Poursuite de ma réponse à la question de Jérôme Martin[1]. Je ne reviendrais pas sur le développement des procédures d’orientation comme déconstruction de l’autorité sur autrui[2] qui j’ai plusieurs fois abordée dans mes posts. Sans oublier qu’elle s’est également jouée du côté des conseillers eux-mêmes[3]. Jean Le Duff, dans son commentaire de ma première réponse, témoigne de la période post seconde guerre mondiale. L’idée de l’école en tant qu’outils d’insertion et de promotion sociales a commencé à se diffuser largement dans la population. On peut donc penser que si du côté de l’état, l’école devait favoriser une mobilité sociale ou plus exactement un développement des capacités productives de la nation, cela se faisait au moment où une demande sociale de scolarisation et de formation se développait dans le pays. Je propose donc d’examiner comment un certain nombre de thématiques se sont développées dans le discours et les pratiques de l’orientation comme une manière de signaler cette demande. C’est la question de la nature de l’argument à prendre en compte dans une décision d’orientation. Cette question de « sur quoi décider » de la progression de l’élève s’est posée à des moments de modifications importantes du système, obligation, école unique, collège unique. On pourra se demander qu’en est-il aujourd’hui.
Docimologie
Dans cette rencontre entre la question de l’orientation et du bienfondé de l’évaluation scolaire. Jérôme Martin a décrit le rôle de la docimologie[4]. Il indique dans la conclusion de son article : « La docimologie est née sous le double sceau des préoccupations scientifiques d’un groupe restreint de savants qui cherchaient à proposer une forme originale de rationalisation sociale, et de préoccupations socio-éducatives, autour de l’éducation nouvelle et de l’école unique. Elle s’est affirmée à la fois comme une critique et comme une alternative aux pratiques traditionnelles d’évaluation. L’intérêt porté par les fondateurs de la docimologie à l’orientation professionnelle montre que ces deux mouvements sont solidaires. Ils reposent sur les mêmes bases conceptuelles, mais plus encore, l’orientation professionnelle en utilisant de nouvelles pratiques d’évaluation dans le primaire et le technique, remet en cause la toute-puissance des examens traditionnels. » La toute-puissance de l’examen scolaire avait déjà été remise en cause lors de la mise en œuvre de l’obligation scolaire qui avait donné naissance justement au premier test d’intelligence (le Binet-Simon) pour repérer les inaptes à l’école primaire.

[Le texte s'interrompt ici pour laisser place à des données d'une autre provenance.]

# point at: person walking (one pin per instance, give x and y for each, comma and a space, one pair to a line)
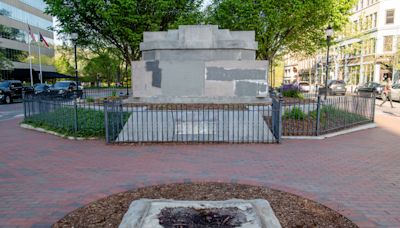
387, 92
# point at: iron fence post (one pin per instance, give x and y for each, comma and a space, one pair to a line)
24, 103
76, 116
317, 126
106, 121
373, 106
280, 102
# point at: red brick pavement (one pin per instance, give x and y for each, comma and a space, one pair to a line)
43, 177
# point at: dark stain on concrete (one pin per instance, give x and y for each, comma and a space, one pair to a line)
221, 74
156, 73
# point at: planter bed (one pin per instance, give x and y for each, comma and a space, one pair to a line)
291, 210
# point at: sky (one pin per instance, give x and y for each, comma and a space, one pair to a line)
58, 41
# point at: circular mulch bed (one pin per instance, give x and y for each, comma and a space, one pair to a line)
291, 210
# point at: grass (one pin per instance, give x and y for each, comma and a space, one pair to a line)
296, 122
62, 119
293, 93
295, 113
330, 113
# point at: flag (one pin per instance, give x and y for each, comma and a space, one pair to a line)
31, 34
43, 40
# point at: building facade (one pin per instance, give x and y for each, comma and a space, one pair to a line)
15, 16
368, 49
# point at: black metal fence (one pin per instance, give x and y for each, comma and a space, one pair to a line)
66, 116
101, 92
198, 123
191, 123
312, 117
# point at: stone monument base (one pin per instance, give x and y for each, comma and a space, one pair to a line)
262, 99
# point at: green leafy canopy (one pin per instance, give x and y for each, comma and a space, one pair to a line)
290, 25
120, 23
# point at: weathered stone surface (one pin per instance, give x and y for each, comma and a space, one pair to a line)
194, 61
197, 125
144, 213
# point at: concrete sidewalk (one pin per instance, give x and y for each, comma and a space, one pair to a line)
43, 177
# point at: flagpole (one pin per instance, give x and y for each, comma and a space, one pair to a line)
30, 60
40, 65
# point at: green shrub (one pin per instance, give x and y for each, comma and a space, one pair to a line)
62, 120
293, 93
90, 99
296, 113
333, 114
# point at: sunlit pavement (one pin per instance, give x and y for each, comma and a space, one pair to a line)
11, 111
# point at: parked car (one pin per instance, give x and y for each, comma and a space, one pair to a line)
335, 87
11, 90
370, 87
41, 89
304, 87
66, 89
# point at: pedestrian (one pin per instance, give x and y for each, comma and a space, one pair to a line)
387, 92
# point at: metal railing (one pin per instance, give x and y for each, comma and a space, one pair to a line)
198, 123
190, 123
313, 117
102, 92
68, 116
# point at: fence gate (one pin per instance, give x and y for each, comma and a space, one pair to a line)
193, 123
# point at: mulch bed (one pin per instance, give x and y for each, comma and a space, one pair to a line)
291, 210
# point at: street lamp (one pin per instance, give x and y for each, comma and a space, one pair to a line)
329, 33
127, 84
74, 38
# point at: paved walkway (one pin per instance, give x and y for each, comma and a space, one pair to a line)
43, 177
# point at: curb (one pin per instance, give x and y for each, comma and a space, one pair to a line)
342, 132
30, 127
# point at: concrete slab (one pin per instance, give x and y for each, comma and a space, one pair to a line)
214, 125
144, 213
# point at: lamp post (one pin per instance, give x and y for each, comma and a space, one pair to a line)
329, 34
127, 84
74, 38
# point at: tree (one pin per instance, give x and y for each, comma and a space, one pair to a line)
119, 23
103, 67
281, 25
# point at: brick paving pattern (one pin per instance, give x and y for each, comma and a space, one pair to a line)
43, 177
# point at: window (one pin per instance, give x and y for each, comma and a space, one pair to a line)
390, 16
22, 16
388, 43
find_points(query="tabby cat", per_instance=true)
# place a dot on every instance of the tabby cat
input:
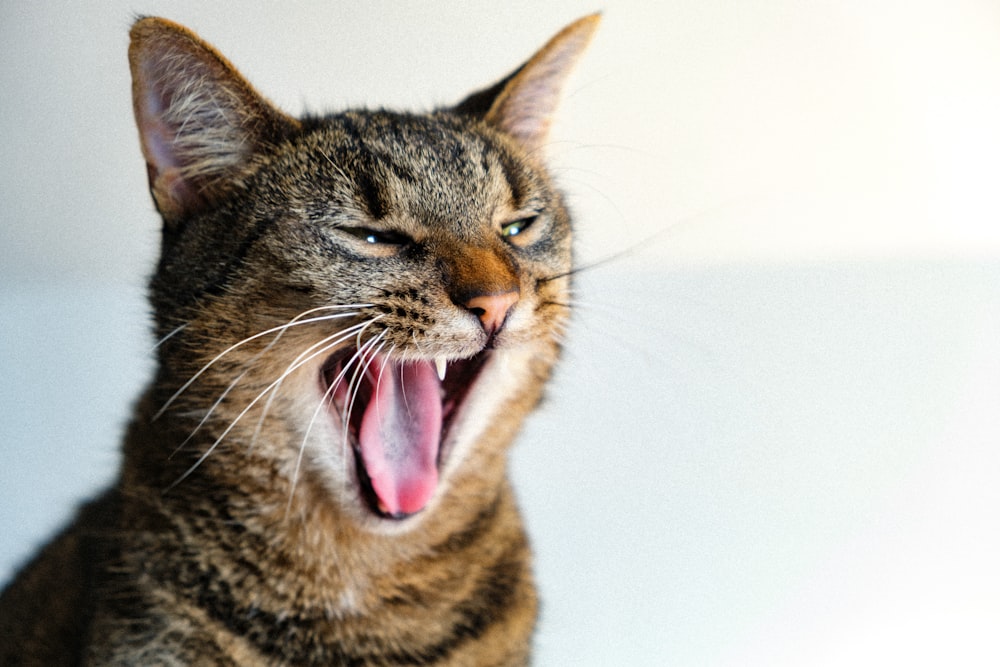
(355, 314)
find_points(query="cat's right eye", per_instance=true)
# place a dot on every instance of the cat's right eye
(375, 237)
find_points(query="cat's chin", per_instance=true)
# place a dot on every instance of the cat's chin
(397, 417)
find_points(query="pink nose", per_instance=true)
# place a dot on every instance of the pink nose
(492, 309)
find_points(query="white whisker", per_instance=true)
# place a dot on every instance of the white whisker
(333, 341)
(296, 321)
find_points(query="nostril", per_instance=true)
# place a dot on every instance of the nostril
(492, 309)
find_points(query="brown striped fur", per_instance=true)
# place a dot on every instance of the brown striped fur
(245, 529)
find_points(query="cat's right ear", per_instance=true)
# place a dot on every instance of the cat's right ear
(199, 120)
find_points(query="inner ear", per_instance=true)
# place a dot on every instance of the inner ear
(199, 120)
(523, 103)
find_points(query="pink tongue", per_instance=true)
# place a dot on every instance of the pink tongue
(400, 433)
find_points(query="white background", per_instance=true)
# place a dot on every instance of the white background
(774, 438)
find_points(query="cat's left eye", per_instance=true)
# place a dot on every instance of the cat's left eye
(517, 227)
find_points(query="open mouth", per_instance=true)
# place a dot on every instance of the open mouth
(396, 415)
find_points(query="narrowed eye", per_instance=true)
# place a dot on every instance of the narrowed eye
(512, 229)
(376, 237)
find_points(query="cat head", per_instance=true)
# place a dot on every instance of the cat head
(366, 301)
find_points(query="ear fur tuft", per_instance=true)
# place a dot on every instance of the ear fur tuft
(522, 104)
(199, 119)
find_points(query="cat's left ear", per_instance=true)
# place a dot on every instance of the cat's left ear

Dans un chapitre intitulé « L’école unique et la docimologie » de leur article[5] Michel Huteau et Serge Blanchard font le récit de ce combat d’Henri Piéron qui se poursuivra du début des années 20 à celles des années 60. Après avoir porté politiquement la docimologie, Henri Piéron fait silence au début des années 60. Je m’interrogeais en 2019 sur ce silence[6] en notant la concomitance entre ce silence et l’entrée des conseillers d’orientation dans le secondaire. « Jusque dans les années 60, Henri Piéron va poursuivre la publication de travaux de docimologie et d’autres chercheurs poursuivront l’œuvre mais on doit remarquer qu’Henri Piéron (et ces auteurs) s’est dès lors abstenu d’intervenir dans le champ politique. Compromis, entrée des conseillers d’orientation dans l’espace du secondaire contre réduction de la critique par la docimologie ? »
Notation et testing
Les conseillers entrant dans le secondaire suite à la réforme de Berthoin en 1959, se trouvent face à la tradition de l’évaluation scolaire. Jusqu’en 1969 cette évaluation servant aux décisions d’orientation (en chaque fin d’année) est produite par des « composition trimestrielles ». Ce sont les résultats à ces épreuves scolaires et les moyennes qui déclenchent les décisions d’orientation. Très vite les conseillers appliquent le testing systématique mesurant les aptitudes intellectuelles dont ils présentent les résultats au cours des conseils de classe. Il semble bien que ces résultats soient acceptés, tolérés par les enseignants et les chefs d’établissement dans la mesure où ils vont dans le même sens que les notations des élèves.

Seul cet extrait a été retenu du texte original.